The foreign policy of Disraeli was equally obnoxious to his opponents. In one respect he was the lineal successor of Pitt, Canning, and Palmerston. Though he differed with many of the views held by those great foreign ministers, and did not shrink from criticising them with great severity, he was always in favor of a vigorous assertion of the rights and interests of Great Britain. This, in the opinion of his opponents, descended into a meddlesome interference with the affairs of other nations. In Afghanistan, in Abyssinia, in South Africa, and especially in the Eastern Mediterranean, his policy was thought to be aggressive, and provoked the most violent opposition of the Liberal party. By the treaty of San Stefano, concluded in 1878 between Russia and Turkey at the close of the war between these powers, Turkey was reduced almost to a cipher in the hands of Russia. In the opinion of Lord Beaconsfield this solution imperilled the interests of Great Britain in the Mediterranean. Russia was accordingly required by the English Government to submit the treaty to a congress of European powers. This at first Russia refused to do, whereupon the Prime-Minister moved an address to the Queen asking her to call out the Reserves. This was done, and was immediately followed by the still more vigorous step of bringing up to Malta a division of the Indian army. Russia at once began to lower her pretensions, and finally agreed that the treaty should be submitted to a European Congress.
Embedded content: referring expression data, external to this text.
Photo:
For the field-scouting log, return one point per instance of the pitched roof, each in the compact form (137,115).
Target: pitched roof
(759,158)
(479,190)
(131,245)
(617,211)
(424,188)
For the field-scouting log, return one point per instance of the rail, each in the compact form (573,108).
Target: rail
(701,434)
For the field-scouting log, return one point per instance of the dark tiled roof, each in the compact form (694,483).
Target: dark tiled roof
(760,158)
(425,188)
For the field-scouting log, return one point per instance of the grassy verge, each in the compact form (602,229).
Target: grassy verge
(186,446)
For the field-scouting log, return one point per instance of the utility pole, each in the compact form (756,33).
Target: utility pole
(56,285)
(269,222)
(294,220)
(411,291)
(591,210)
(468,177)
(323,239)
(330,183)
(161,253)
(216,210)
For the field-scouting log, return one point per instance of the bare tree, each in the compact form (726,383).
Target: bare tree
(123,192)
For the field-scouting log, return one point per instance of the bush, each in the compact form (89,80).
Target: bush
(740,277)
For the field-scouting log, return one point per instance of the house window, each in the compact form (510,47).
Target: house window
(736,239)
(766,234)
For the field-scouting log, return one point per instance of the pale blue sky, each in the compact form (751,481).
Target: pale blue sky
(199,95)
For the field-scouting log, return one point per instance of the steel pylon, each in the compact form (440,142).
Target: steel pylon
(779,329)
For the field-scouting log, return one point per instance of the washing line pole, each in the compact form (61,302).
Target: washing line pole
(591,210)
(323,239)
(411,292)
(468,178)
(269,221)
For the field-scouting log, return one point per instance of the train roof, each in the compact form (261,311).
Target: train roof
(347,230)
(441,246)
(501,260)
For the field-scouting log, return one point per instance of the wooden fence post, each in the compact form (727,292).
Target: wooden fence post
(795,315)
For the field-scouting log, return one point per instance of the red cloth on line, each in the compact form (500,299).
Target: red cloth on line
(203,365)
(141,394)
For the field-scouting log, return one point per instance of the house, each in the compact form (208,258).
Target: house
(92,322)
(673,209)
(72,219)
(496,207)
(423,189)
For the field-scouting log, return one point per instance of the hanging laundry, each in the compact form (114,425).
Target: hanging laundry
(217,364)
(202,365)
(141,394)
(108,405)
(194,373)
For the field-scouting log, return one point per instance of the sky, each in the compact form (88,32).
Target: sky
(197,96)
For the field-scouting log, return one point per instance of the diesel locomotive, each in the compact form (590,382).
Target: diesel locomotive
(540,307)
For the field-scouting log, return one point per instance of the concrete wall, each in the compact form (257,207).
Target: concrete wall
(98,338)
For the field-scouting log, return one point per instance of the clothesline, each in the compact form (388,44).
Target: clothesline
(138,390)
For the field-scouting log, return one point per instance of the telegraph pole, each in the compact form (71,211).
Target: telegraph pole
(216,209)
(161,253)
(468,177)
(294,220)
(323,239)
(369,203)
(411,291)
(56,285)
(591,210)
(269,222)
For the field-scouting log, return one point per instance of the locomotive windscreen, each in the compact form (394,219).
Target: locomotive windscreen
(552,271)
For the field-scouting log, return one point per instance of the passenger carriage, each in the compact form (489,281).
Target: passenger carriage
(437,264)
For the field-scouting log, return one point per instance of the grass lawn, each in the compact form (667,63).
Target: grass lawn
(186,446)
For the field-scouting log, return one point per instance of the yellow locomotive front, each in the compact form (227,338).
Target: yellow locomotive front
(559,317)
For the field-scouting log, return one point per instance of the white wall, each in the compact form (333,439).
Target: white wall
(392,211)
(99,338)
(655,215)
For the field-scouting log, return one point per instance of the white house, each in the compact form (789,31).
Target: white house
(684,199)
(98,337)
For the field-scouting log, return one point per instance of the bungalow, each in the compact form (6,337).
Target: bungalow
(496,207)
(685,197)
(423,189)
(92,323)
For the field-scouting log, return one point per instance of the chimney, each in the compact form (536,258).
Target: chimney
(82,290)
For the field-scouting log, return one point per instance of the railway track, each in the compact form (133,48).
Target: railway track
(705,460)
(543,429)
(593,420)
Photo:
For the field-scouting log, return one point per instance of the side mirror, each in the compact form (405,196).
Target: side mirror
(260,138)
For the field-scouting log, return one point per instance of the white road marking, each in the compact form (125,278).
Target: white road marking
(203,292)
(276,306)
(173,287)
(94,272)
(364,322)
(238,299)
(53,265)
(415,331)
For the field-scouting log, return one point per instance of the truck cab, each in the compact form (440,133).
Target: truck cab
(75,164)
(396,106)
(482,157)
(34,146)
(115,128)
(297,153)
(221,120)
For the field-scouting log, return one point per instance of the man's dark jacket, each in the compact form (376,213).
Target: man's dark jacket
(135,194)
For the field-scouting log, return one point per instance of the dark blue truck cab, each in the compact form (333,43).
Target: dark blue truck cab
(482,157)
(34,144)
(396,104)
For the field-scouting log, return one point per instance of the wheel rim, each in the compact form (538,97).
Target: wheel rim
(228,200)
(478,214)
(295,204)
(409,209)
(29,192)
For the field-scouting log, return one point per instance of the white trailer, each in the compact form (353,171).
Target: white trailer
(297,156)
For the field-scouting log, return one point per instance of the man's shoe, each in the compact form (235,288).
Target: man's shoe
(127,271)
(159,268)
In June of 1878 Lord Beaconsfield and Lord Salisbury went as English Plenipotentiaries to the Congress at Berlin called to consider the whole question. The result was an important modification of the Treaty of San Stefano and a practical restoration of the independence of the Turkish empire. On the return of the Ambassadors, bringing back, as Beaconsfield said, “peace with honor,” they were received with an ovation which has not often had a parallel in English history. Three years later, Mr. Gladstone, in paying a tribute to his deceased rival, singled out his reception in the House of Lords as the culminating point of his greatness in the eyes of all those who regarded his policy with admiration; and applied to the Berlin triumph the well-known words of Virgil:

Aspice et insignis spoliis Marcellus opimis
Ingreditur, victorque viros supereminet omnes.